Project overview
Dynamic changes in cell morphology and motility are essential for development and tissue morphogenesis. Cells sense biochemical and mechanical stimuli from ECM and neighboring cells, and invoke complex signal and mechano transduction systems to adapt their geometry, structure, and biophysical properties, and migrate to carry out biological functions. In particular, spatial patterning of ECM causes cell motility undergoing changes in shape, adhesion, or even cell fate (Leong, et al., Commun. & Integr. Biol., 2013, Guetta-Terrier, et al., J. Cell Biol., 2015, Watt, et al., Nature, 2013). Even the response of cells to different ECM spatial patternings has been characterized extensively, the mechanisms by which cells are able to sense changes in ECM geometry at sub-cellular level and translate them into cellular scale behaviors are still not well understood. We propose the study of cell-ECM interaction and explore the mechanism of how cell senses the changes in ECM geometry and translate them into changes of cell shapes and behaviors.
Model setup
We apply CeldyFEM to model the interaction between cell and ECM (see more detials of CeldyFEM). There are two layers in the model: the top layer is the cell layer with group of epithelial cells; The bottom layer is the ECM layer represented as stripes of fibronectins, with predefined width. Here we assume that linear viscoelasticity can adequately describe the mechanical property of the cell during elongation and migration following previous studies (Dokukina, et al., Biophys. J., 2010, Barnhaart, et al., PLoS Biol., 2011). We model the balance of bound and unbound integrin ligand with fibronectin using differential equation and the maturation process of an adhesion point to focal adhesion following previous study (Stéphanou, et al., J. Theor. Biol., 2008). The polarization direction of the cell (the migration direction) is then sampled from the lamellipodal vertices according their adhesion maturation level.
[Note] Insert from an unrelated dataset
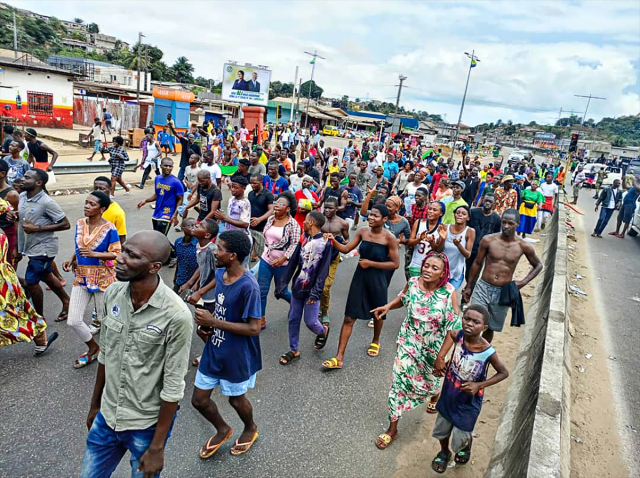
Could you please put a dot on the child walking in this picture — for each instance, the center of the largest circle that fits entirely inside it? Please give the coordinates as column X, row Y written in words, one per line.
column 186, row 248
column 309, row 267
column 463, row 388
Model of interaction between cell and ECM. (a) Cell is represented as a counter-clock wise oriented polygon tiled up by triangluar mesh and ECM is represented as a group of stripes with predefined width. (b) Once the cell determines the direction of polarization (arrow in orange), the vertices with normal positively aligned with the polarization direction (yellow) are chosen as the lamellipodal. The lamellipodal vertices which are covered by the ECM stripes (blue) are vertices (red) where protrusive forces are applied on. The vertex having the longest average distance from the lamellipodal (green) is chosen as the uropodal.
Results
Cells are guided in response to ECM geometry
We found that as the gap distance between fibronectin stripes increased from 0 Μm to 10 Μm, the cells exhibit elongated morphology. The simulated cells also exhibit the same elongated morphology. In addition, both in vitro and computational studies showed that cells tended to align their migration direction with the ECM orientation. In summary, cells would exhibit directional migration on ECM with the oriented patterns.
Cell morphology changes under different ECM geometry. (a) The observed cell morphology under different ECM geometry (gaps in 0, 3, and 10 Μm, respectively). (b) The simulated cell morphology under different ECM geometry.
Cells are guided in response to ECM geometry. (a) The observed trajectory of cell migration path. (b) The simulated trajectory of cell migration path. (c) The observed elongation, alignment of traction vectors, guidance and persistence of cells on ECM with different geometry. (d) The simulated elongation, alignment of traction vectors, guidance and persistence of cells on ECM with different geometry.
Myosin II promotes cell migration orientation
Myosin II plays important roles in mediating cell shapes (Rozbicki, et al., Nat. Cell Biol., 2015), reinforcing the cytoskeleton to link to the ECM and driving composition in focal adhesion matruation (Pasapera, et al., J. Cell Biol., 2010, Geiger, et al., Cold Spring Harbor Persp. Biol., 2011). To elucidate its roles in elongation and orientation of cells parallel to the ECM axis, we treated cells with 20 ΜM of the ROCK inhibitor Y27632. Under such treatment, there is a reduce of cellular contractility due to the inhibition of myosin light chain phosphorylation (Rees, et al., Brit. J. Pharmacol., 2001). In the computational model, we reduce of the value of contractile stress to mimic the reduce of the myosin-induced contractility. We also reduced the value of adheison type weight to mimic the perturbation of polarization due to the reduced mechanosensing from focal adheison (Prager-Khoutorsky, et al., Nat. Cell Biol., 2011). Both of the in vitro and computational studies showed that the cell migration under the myosin inhibition was less influenced by the pattern direction.
Cell orientation in response to ECM geometry under inhibition of Myosin II contractility. (a) The observed trajectory of cell migration path and corresponding guidance with treatment of Y27632. (b) The simulated trajectory of cell migration path and corresponding guidance with treatment of Y27632.